Pub Date : 2002-02-01 DOI: 10.1055/s-2002-19949
M. Nosper
The classification of patients for phase B, C and D of neurological rehabilitation follows the suggestions of the Bundesarbeitsgemeinschaft fur Rehabilitation (BAR) based on defined clinical criteria and on neurological rehabilitation assessment. The focus of this study is to define the intervals of the complete FIM(tm)-index, intervals covered empirically as well as by evaluations of physicians, that permit utmost accuracy in assigning patients to phase B, C and D of neurological rehabilitation. Therefore, data records of 3686 patients from 4 neurological rehabilitation centres were evaluated. The patients' functional autonomy was classified by FIM(tm) on admission, in intervals of 14 days and at discharge, at the same time all patients in addition were assigned to phases B, C or D by the rehabilitation centre physicians. Statistical analysis of a total of 11,247 links of the phase classifications and FIM-indexes at 6 measurement points showed that correct correlation to phase B, C and D could be obtained on average in 79 to 89 % of the cases, based on the assumption that 18 - 36 points of the FIM-index assign to phase B, 37 - 90 points to phase C and 91 - 126 points to phase D. Discrimination between phases B and C could be obtained accurately in an average of 84 %, discrimination between phases C and D in an average of 89 %. Conformance of the FIM-intervals with TAR-based groups of care efforts compared to the evaluation by physicians indicate that the FIM(tm) represents the need for care with greater validity. If assignment to phases B, C and D would have been done on the basis of the FIM-index instead of evaluation by a physician, 8,9 % fewer patients would on admission have been classified for phase C but, instead, 4,5 % more patients for phase B and 4,4 % for phase D. In case of using the FIM-intervals for classification, 12,1 % more phase B patients could have changed to phases C or D. Of the phase C cases, 17,7 % could have been transferred to phase D before discharge. The number of phase D patients would have remained unchanged comparing admission and discharge. FIM-orientated classification for the phases of neurological rehabilitation offers considerable advantages: operationalized criteria, possibility of statistical evaluation, objectiveness, reliability, validity, reproducibility of the decisions, sensitivity to change, prognostic sensitivity, and suitability as an instrument for internal and external quality assurance.

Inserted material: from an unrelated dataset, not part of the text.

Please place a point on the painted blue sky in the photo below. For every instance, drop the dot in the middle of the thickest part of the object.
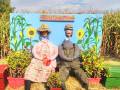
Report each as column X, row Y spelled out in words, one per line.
column 75, row 5
column 57, row 28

神经康复B、C、D期患者的分类遵循德国康复协会(BAR)的建议,以明确的临床标准和神经康复评估为基础。本研究的重点是定义完整的FIM(tm)-指数的间隔,这些间隔涵盖了经验和医生的评估,以便最大限度地准确地将患者分配到神经康复的B、C和D阶段。因此,我们评估了来自4个神经康复中心的3686例患者的数据记录。采用FIM(tm)对患者在入院时、14天间隔和出院时的功能自主进行分类,同时由康复中心医师将所有患者分为B、C或D阶段。统计分析的11247链接阶段分类和FIM-indexes测量6点显示正确关联阶段B, C和D可以获得79年的平均89%的情况下,基于这样的假设——18 - 36分的FIM-index分配阶段B, 37 - 90分阶段C和D . 91 - 126分阶段阶段B和C之间的歧视可以准确地获得平均为84%,C阶段和D阶段的歧视平均为89%。与医生评估相比,FIM-间隔与基于tar的护理努力组的一致性表明,FIM(tm)代表了更高效度的护理需求。如果作业阶段B, C和D将已经完成的基础上FIM-index代替医生的评估,8日减少9%患者入院时已经分类阶段C,但相反,4,5%以上患者B阶段和4,4% D阶段使用FIM-intervals分类,12日1%的B阶段患者可以改变阶段C或D C阶段的情况下,17岁,7%放电之前可能已经转移到D阶段。D期患者的数量在入院和出院时保持不变。面向fim的神经康复阶段分类具有相当大的优势:可操作的标准,统计评估的可能性,客观性,可靠性,有效性,决策的可重复性,对变化的敏感性,预后敏感性以及作为内部和外部质量保证工具的适用性。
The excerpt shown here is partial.